April 25, 2024

Mining in 2021: profitability, prospects, legislation

Mining in 2021: profitability, prospects, legislation

As soon as the price of Bitcoin falls, prophecies begin to be heard that the mining industry is dying andminers are about to turn off their equipment en masse andwill begin to capitulate. This was the case last March, when the crypto market experienced one of the most powerful crashes in history, and more recently, when the price of Bitcoin dropped below $44,000.

However, after Bitcoin and Ether beatprice highs, no one turned off the mining equipment - on the contrary, it has risen in price several times, but even with inflated prices, it is still not enough for everyone. We figured out how much mining BTC, ETH and popular altcoins now brings and what to expect for players in this sector in 2021.

How did mining develop in 2020?

On May 11, 2020, a halving occurred on the network, duringwhich the reward for the found block was halved - from 12.5 BTC to 6.25 BTC. This event occurs every 210,000 blocks mined or repeats every 4 years. Thus, the creator of Bitcoin, Satoshi Nakamoto, laid down in the network protocol a mechanism for curbing inflation and controlling the emission of new coins.

Since the reward is decreasing, miners are tryingcompensate for losses: they upgrade equipment to more energy-efficient and powerful ones and do not sell mined coins in anticipation of an increase in their rate. For example, a year after the halvings of 2012 and 2016, Bitcoin grew in price several times and reached its then-records.

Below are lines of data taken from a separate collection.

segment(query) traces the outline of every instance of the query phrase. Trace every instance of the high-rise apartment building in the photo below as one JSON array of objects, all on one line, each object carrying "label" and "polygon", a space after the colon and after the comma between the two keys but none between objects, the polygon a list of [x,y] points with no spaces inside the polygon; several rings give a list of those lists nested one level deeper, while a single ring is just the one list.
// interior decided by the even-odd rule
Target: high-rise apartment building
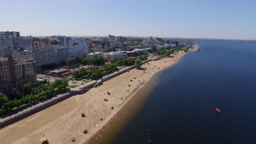
[{"label": "high-rise apartment building", "polygon": [[0,87],[5,90],[20,88],[36,80],[35,61],[32,59],[14,59],[10,54],[0,57]]},{"label": "high-rise apartment building", "polygon": [[88,40],[80,39],[70,39],[69,47],[69,57],[85,56],[89,52],[89,42]]}]

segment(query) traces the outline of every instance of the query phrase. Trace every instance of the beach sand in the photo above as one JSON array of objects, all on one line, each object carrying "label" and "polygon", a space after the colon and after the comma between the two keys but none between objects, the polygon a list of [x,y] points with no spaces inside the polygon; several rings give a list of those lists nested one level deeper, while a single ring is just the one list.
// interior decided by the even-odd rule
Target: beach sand
[{"label": "beach sand", "polygon": [[[0,131],[0,141],[40,144],[44,135],[50,144],[85,143],[115,118],[115,115],[154,73],[170,66],[185,54],[175,52],[170,57],[146,63],[139,69],[131,70],[83,95],[71,97],[6,127]],[[108,101],[103,101],[104,97]],[[111,109],[112,106],[114,109]],[[81,117],[82,113],[85,117]],[[102,118],[102,121],[100,120]],[[88,131],[86,134],[83,133],[85,129]],[[74,137],[76,141],[72,142]]]}]

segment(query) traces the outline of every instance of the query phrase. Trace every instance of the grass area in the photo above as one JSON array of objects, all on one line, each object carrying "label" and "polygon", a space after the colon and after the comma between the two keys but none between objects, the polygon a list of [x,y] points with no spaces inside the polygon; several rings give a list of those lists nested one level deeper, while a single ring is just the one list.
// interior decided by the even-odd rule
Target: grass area
[{"label": "grass area", "polygon": [[118,68],[118,70],[120,70],[121,69],[124,69],[125,67],[126,67],[125,66],[120,66],[119,68]]},{"label": "grass area", "polygon": [[87,82],[90,82],[90,81],[88,81],[88,80],[85,80],[84,81],[83,81],[83,83],[87,83]]},{"label": "grass area", "polygon": [[78,85],[70,85],[69,86],[69,87],[70,88],[74,88],[78,86]]}]

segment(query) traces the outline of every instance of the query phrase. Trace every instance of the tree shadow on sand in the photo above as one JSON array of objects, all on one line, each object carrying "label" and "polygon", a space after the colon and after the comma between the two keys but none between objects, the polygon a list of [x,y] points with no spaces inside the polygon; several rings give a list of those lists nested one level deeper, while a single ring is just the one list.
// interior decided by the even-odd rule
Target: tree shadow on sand
[{"label": "tree shadow on sand", "polygon": [[138,70],[143,70],[143,71],[145,71],[145,70],[146,70],[147,69],[146,68],[138,68],[137,69],[138,69]]}]

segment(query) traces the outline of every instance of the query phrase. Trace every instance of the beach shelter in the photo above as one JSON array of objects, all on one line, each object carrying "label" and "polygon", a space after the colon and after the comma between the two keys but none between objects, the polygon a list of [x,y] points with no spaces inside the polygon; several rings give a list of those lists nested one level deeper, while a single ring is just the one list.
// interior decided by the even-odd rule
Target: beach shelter
[{"label": "beach shelter", "polygon": [[47,140],[47,138],[46,137],[43,137],[41,139],[41,141],[46,141]]}]

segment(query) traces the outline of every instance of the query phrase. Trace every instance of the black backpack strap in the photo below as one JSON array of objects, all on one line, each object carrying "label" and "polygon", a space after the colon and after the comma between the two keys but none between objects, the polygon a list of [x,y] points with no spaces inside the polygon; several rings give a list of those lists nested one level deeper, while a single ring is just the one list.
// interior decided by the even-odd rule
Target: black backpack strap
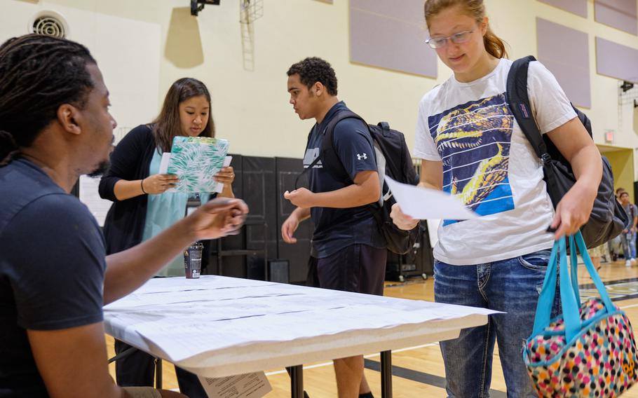
[{"label": "black backpack strap", "polygon": [[365,123],[365,121],[352,111],[343,110],[337,111],[337,114],[330,119],[330,122],[328,122],[328,124],[326,125],[325,130],[324,130],[323,141],[321,144],[321,150],[319,156],[322,158],[323,167],[325,167],[327,166],[327,170],[328,172],[331,172],[335,177],[344,179],[348,184],[353,184],[354,181],[350,178],[350,174],[348,174],[348,172],[346,170],[344,163],[341,163],[341,159],[339,158],[339,155],[337,155],[337,150],[334,148],[334,139],[333,139],[334,128],[337,127],[337,123],[348,118],[359,119],[363,122],[363,124],[367,126],[367,123]]},{"label": "black backpack strap", "polygon": [[527,71],[529,62],[536,60],[534,56],[529,55],[514,61],[508,74],[505,95],[510,109],[518,122],[518,125],[531,144],[536,155],[543,162],[546,162],[549,160],[550,155],[543,140],[543,135],[531,113],[531,105],[527,94]]}]

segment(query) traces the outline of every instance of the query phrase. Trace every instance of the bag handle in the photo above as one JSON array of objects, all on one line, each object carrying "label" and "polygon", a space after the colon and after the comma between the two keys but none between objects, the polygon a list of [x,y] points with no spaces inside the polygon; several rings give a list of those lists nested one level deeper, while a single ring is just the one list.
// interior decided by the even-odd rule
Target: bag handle
[{"label": "bag handle", "polygon": [[556,291],[557,268],[559,269],[560,275],[560,294],[561,304],[563,313],[563,319],[565,324],[565,336],[567,341],[570,341],[580,332],[580,294],[578,285],[578,261],[576,255],[576,246],[585,263],[585,268],[592,277],[594,284],[600,295],[601,299],[605,306],[607,313],[616,311],[616,307],[609,298],[609,295],[605,286],[596,272],[594,264],[587,252],[587,247],[581,231],[578,231],[573,236],[569,237],[571,248],[571,268],[570,275],[567,263],[566,244],[565,238],[562,237],[554,242],[552,254],[550,256],[545,280],[543,282],[543,289],[536,305],[536,313],[534,316],[534,324],[532,336],[541,334],[543,329],[550,324],[550,317],[554,303]]}]

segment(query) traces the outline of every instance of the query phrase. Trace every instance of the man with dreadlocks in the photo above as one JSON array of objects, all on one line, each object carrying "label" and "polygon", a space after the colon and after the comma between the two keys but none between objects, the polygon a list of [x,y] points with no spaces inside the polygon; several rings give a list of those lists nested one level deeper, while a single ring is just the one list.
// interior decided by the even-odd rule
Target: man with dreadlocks
[{"label": "man with dreadlocks", "polygon": [[84,46],[34,34],[0,46],[0,397],[184,397],[113,383],[102,307],[191,242],[235,232],[247,207],[215,199],[105,257],[95,219],[69,192],[107,165],[109,106]]}]

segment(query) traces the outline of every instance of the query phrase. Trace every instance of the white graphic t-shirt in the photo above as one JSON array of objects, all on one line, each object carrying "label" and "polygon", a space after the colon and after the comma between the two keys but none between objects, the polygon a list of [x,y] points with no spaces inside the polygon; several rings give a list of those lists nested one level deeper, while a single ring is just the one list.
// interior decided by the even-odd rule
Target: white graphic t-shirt
[{"label": "white graphic t-shirt", "polygon": [[[512,61],[469,83],[454,76],[426,94],[416,123],[414,156],[443,163],[443,191],[480,217],[443,220],[434,248],[437,260],[470,265],[552,247],[546,232],[554,210],[540,159],[508,106]],[[543,134],[576,117],[554,76],[529,64],[532,112]]]}]

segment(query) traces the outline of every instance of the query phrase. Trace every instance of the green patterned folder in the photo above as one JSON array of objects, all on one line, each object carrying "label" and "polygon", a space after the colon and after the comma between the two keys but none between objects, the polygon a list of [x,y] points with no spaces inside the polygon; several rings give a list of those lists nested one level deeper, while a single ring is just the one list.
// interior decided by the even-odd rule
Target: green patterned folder
[{"label": "green patterned folder", "polygon": [[[175,137],[167,172],[177,175],[177,192],[215,192],[213,176],[224,167],[228,141],[205,137]],[[171,190],[172,191],[172,190]]]}]

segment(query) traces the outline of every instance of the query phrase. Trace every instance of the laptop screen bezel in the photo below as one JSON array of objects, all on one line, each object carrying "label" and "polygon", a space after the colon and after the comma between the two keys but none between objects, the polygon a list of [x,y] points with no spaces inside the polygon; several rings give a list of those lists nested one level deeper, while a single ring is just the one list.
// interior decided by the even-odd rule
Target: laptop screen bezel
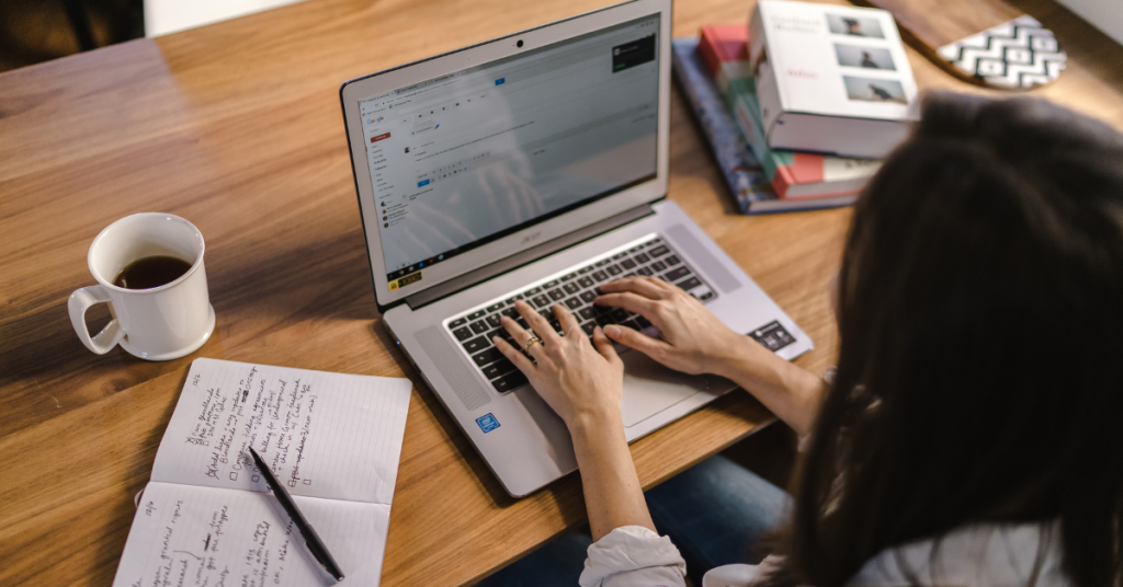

We are now also seeing impressive growththe cost of the first cryptocurrency and the altcoin market. Over the year, BTC grew by 300%, ETH - by 500%, most of the top coins also added a few X's. All this had a positive effect on the profitability of mining and the profit of miners who maintain the operability of these blockchain networks.

Mining in 2021: profitability, prospects, legislation

Bitcoin annual hashrate chart. The indicator grew by 34% and reached its record values ​​of 150–160 TH / s. This suggests that new miners are joining the Bitcoin network.

Due to the COVID-19 scare last Marchyear, the crypto market collapsed, and the value of Bitcoin lost about 55% in a matter of days. However, it took only a few months to recover, thanks to which the miners almost never worked in the red. And the slow growth of the crypto market in the spring and summer of 2020 brought profit even to small miners with old equipment.

It is noteworthy that miners from Russia alsoThe depreciation of the ruble helped - coins are sold mainly for dollars. In the fall, the prices of cryptocurrencies began to rise rapidly, and with it the profitability of mining.

Mining in 2021: profitability, prospects, legislation

Bitcoin mining profitability chart for the year.

At the same time, the reduction in rewards in Bitcoin fromwas more than compensated by the gradual increase in commissions in this network: from $0.3–$1.3 in March and April to $15–$30 in February. Moreover, if in the spring of last year the payback period for most miners in the Bitcoin network was 1.5–2 years, then by autumn this figure had already dropped to 6 months.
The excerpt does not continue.